The Australian Energy Market Commission, which is undertaking annual reviews of competition in the east coast power markets at the behest of CoAG, has just launched a new one. In its first canvass (last year), it found that consumers are “generally happy” with their retailer experience.

The market analysts believe customer unrest is providing opportunity for new retailers, arguing that it is much easier to keep a few thousand happy than a million or more.

They point to a 2 per cent decline in market share for the top three in the most recent data to support their view that shift is happening.

The other side of the coin is that the large retailers are not sitting still under these pinprick attacks. How nimble they can be and how they can leverage their advantages is an open question.

Mass market customers are certainly well aware that they are in a new environment.

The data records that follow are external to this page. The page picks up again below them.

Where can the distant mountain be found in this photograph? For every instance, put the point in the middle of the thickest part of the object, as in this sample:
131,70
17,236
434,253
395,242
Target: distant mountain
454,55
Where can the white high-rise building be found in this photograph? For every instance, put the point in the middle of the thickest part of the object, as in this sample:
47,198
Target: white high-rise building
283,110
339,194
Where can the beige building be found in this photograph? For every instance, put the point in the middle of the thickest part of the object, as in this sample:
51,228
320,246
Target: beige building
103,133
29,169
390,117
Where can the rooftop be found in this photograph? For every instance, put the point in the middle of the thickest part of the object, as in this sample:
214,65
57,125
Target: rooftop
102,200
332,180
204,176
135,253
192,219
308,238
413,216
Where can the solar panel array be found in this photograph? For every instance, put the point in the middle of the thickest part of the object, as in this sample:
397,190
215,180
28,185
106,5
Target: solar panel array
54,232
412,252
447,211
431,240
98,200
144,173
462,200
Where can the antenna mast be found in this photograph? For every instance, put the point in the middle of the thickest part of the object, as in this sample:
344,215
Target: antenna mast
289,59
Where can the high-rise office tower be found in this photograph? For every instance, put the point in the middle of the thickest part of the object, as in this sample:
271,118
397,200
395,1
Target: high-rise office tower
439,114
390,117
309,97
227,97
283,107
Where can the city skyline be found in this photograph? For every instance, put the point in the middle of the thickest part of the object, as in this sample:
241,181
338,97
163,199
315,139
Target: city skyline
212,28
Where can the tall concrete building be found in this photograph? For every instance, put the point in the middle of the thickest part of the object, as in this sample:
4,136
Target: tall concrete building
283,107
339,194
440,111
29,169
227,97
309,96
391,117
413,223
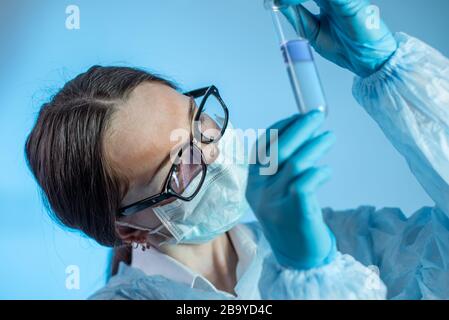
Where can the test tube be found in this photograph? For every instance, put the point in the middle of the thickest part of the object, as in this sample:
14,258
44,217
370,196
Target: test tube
298,58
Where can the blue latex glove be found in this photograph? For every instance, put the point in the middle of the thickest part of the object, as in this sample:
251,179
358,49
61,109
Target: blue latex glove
345,33
285,203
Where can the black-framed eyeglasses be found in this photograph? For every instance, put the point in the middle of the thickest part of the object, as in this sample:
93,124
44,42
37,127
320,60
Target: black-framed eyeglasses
209,120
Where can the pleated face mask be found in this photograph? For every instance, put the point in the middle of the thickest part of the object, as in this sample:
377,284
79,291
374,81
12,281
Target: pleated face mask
218,206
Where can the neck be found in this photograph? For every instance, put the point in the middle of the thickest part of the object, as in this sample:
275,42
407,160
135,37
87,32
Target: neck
215,260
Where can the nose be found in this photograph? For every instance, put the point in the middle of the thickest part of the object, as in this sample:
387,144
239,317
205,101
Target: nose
210,152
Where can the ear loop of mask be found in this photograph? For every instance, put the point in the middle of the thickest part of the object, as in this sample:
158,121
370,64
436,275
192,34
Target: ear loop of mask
156,231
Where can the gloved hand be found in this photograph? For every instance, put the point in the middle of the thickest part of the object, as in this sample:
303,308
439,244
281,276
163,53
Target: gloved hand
345,33
285,203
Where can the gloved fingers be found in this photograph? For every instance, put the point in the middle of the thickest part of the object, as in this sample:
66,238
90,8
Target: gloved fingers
265,141
346,8
305,158
298,133
306,184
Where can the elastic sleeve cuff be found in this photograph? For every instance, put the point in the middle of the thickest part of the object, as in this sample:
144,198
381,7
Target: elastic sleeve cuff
343,279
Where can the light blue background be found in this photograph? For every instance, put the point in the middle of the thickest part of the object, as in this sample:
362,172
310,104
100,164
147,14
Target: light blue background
230,43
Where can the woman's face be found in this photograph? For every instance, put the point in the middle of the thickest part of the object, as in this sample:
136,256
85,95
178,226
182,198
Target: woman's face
139,144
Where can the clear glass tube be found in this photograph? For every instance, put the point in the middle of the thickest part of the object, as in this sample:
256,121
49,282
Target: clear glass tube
298,58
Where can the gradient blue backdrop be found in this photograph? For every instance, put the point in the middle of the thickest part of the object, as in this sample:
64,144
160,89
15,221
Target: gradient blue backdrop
230,43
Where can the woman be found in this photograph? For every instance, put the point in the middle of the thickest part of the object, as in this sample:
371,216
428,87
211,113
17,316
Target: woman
111,153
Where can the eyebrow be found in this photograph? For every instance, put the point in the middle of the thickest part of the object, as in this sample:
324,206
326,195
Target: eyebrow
164,161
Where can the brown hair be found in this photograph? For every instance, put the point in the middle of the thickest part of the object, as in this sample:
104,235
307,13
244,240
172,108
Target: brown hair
65,150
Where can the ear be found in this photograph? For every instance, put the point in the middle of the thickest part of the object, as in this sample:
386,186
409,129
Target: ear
129,234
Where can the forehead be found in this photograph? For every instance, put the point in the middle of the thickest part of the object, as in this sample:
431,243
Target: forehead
138,138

The AEMC's 2014 survey found that 90 per cent of consumers know they can now choose their retailer and 40 per cent have actively pursued making a change, with 28 per cent actually switching provider.

This, the commission points out, means that Australians are shopping around more for electricity (and gas) than they are for insurance, telephone and Internet providers.

There are a raft of other factors at play in the electricity market -- how much further the household solar PV take-up will go and whether politicians can be persuaded to change network tariffs to make solar users pay the true cost of their delivery service are just two, even if they tend to create a loud debate. But for the vast majority of the eight million residential accountholders on the east coast, a key question this year is: “Who do I want to look after my power supply?”

How they respond is a multi-million dollar issue for retailers large and small.

Keith Orchison, director of consultancy Coolibah Pty Ltd and editor of OnPower, was chief executive of two national energy associations from 1980 to 2003. He was made a Member of the Order of Australia for services to the energy industry in 2004.